Digging Into His Roots

Digging Into His Roots

By Octavio Serrano

Christian Buze left the comfortable life of a successful salesman to jump into the family business: Soul food.

Buze’s family background is in soul food. His grandparents were Mr. and Mrs. White, who owned Golden Rule Café, and his cousin is Larry White, owner of Lo Lo’s Chicken and Waffles. It took some time, but the Phoenix native deemed it time to leave his mark on Arizona’s food history.

Buze recently opened Scottsdale’s Root & Soul, a combination of the soul food recipes he has honed over the years. Instead, Buze adds his own twist to traditional Southern food by including strong spices to create bold flavors.

“A lot of the recipes I use are spinoffs of what my grandmother taught me. I definitely have my own twist on things, but everything is rooted in their work,” he says.

To bring those bold flavors to its menu, Buze meticulously perfects each dish. For instance, the catfish ($14) is flown in daily and Root & Soul has its own house-made seasoning.

The menu is more than fish. The Southern Fried Chicken ($14) comes with three pieces of chicken dipped in light buttermilk dredge and then fried in a cast iron skillet. Guests have an option of two sides.

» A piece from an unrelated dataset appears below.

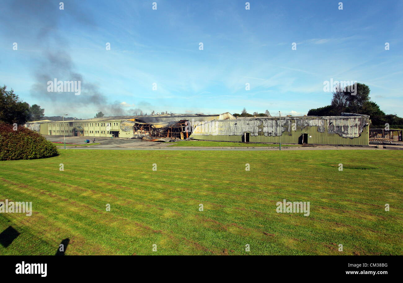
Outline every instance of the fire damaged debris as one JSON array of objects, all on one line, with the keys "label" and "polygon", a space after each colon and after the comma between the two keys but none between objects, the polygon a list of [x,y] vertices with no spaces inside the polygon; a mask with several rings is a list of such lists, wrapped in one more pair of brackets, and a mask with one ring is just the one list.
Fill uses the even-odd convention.
[{"label": "fire damaged debris", "polygon": [[165,142],[187,139],[191,132],[191,123],[187,120],[147,123],[139,119],[133,120],[135,121],[120,123],[122,131],[133,131],[131,139]]},{"label": "fire damaged debris", "polygon": [[403,131],[394,129],[370,129],[370,143],[371,144],[391,144],[403,142]]}]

“We brine our chicken 24 hours, we do a buttermilk dredge and everything is fried in cast iron skillets,” Buze says.

He recommends diners check out the specials.

The Big Daddy ($20) combines the best of both worlds and includes two pieces of chicken and a fillet of fish with a choice of three sides. The jambalaya ($14.50) is a blend of the Cajun shrimp, chicken and andouille sausage served with rice and topped with red onions. And for those looking for something familiar, the chicken and waffles ($14) are always a safe bet.

Guests are guaranteed to get their hands dirty with these sandwiches. The Catfish Po’Boy ($12) comes with battered catfish filet on a fresh roll with aioli slaw. The Carolina Spicy Chicken Sandwich ($13) is a spicy chicken breast in a brioche bun with aioli slaw.

“The program is the process and I am very particular about how everything goes out,” Buze says.

Until January 2018, Buze spent 15 successful years in car sales. However, he knew his passion was food.

“I always dabbled in food. I had a couple of gourmet food trucks, but I never really committed myself to a restaurant,” Buze says.

Buze took the food plunge after telling his boss he was leaving to open a restaurant. Root & Soul was founded at the now-closed DeSoto Central Market. When the market closed abruptly in August 2018, Buze found himself locked out.

“(An employee) called me at 8 o’clock in the morning and says ‘hey, have you heard? Root & Soul is locked up,’ and I get in my car, fly down there and the doors are locked and chained up,” Buze says.

Root & Soul soon relocated to Scottsdale and the community has responded well.

“What is unique about this place is the food and the atmosphere. It is a place where you’re very comfortable sitting and relaxing and when most people eat here, they usually stay for like an hour,” Buze says.

Buze may be passionate and devoted to Root & Soul, but it won’t be his only restaurant. He is already looking at different concepts so he can be remembered as a food entrepreneur.

“I want my legacy to be that of a food entrepreneur who has several concepts,” Buze says. “I want my legacy to be very diversified.”